Increase Top-to-Bottom Customer Experience Collaboration – 5 key statements

Customer experience should be front of mind for all teams within an organisation, but how do you ensure collaboration across all levels of the business?

Customers connect with their selected brands in a mind-boggling variety of ways. They want fast, flexible and responsive service across all touch points, in real-time and right now. The challenge for corporate leaders is how to cut through organisational silos, internal politics, approval procedures, ring-fenced budgets and turf wars to get the job done.

The commercial imperative is clear with every new study proclaiming that a coherent customer experience is the key to driving customer acquisition, retention and referral. One such study (Customer Experience Impact Report), claims that 89 per cent of customers will stop doing business with a brand and switch allegiance after a bad experience. No great surprise. Alternatives are abundant, inertia is non-existent and switching has never been easier.

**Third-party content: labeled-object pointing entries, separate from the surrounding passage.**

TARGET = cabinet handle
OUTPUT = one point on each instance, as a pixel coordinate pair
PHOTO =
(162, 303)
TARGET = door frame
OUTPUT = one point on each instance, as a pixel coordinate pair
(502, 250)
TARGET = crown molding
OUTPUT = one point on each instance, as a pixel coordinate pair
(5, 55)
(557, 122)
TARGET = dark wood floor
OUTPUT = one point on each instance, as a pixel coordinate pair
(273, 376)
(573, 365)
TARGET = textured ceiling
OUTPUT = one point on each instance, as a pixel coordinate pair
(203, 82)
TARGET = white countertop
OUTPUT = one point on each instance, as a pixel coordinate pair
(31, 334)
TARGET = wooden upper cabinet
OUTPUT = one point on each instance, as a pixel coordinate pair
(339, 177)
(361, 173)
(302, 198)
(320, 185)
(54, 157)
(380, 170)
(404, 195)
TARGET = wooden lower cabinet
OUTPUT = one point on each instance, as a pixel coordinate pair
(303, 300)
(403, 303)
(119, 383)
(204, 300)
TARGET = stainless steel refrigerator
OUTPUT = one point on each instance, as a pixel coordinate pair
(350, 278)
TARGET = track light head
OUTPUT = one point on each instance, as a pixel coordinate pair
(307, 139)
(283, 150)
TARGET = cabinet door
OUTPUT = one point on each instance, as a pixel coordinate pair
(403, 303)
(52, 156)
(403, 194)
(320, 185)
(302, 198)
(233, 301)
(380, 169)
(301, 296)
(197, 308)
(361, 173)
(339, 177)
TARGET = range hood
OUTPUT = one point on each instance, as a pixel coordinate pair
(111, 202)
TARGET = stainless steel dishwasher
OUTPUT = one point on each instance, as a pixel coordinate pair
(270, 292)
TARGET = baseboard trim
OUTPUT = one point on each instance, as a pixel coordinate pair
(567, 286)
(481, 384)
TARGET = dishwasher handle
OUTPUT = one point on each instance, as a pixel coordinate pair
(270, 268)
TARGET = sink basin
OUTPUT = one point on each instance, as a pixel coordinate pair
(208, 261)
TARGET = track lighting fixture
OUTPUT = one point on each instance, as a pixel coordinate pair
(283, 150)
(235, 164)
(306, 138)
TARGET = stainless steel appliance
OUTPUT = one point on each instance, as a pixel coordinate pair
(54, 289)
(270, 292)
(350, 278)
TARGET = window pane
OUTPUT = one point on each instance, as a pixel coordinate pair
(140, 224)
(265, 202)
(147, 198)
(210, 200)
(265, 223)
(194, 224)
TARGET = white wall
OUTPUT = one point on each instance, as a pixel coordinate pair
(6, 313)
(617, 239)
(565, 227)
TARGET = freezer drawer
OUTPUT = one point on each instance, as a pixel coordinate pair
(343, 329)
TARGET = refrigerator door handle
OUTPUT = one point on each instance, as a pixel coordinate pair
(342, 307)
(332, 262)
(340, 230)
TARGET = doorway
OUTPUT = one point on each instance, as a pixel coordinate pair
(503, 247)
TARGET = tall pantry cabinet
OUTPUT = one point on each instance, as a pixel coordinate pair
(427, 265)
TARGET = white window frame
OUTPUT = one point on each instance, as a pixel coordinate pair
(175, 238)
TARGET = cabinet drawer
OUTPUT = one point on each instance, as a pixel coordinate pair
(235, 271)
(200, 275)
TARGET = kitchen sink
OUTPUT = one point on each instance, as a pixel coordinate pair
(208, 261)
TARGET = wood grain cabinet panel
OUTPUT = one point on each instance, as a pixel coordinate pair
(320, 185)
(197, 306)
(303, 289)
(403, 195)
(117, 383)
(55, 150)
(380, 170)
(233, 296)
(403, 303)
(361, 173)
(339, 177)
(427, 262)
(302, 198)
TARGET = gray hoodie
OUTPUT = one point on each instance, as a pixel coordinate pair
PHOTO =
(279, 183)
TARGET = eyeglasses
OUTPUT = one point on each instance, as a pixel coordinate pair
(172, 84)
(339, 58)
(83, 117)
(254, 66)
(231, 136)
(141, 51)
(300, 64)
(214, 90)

Customers demand a service that’s coherent and consistent at all points of contact. It’s self-evident that cutting through organisational complexity to create seamless delivery is critical. Indeed, how to deal with this challenge seems to figure somewhere on the agenda at every marketing and customer experience conference, but while the challenge has been discussed extensively it appears for many organisation and business leaders a solution remains elusive.

CX Barriers

Organisational Barriers

From my own experience working across a diverse range of sectors and clients, a common denominator among those achieving success in this areas is the ability to supersede familiar functional boundaries, departmental silos and political turf wars and work collaboratively towards a common interest – namely a well-defined and robust customer experience strategy.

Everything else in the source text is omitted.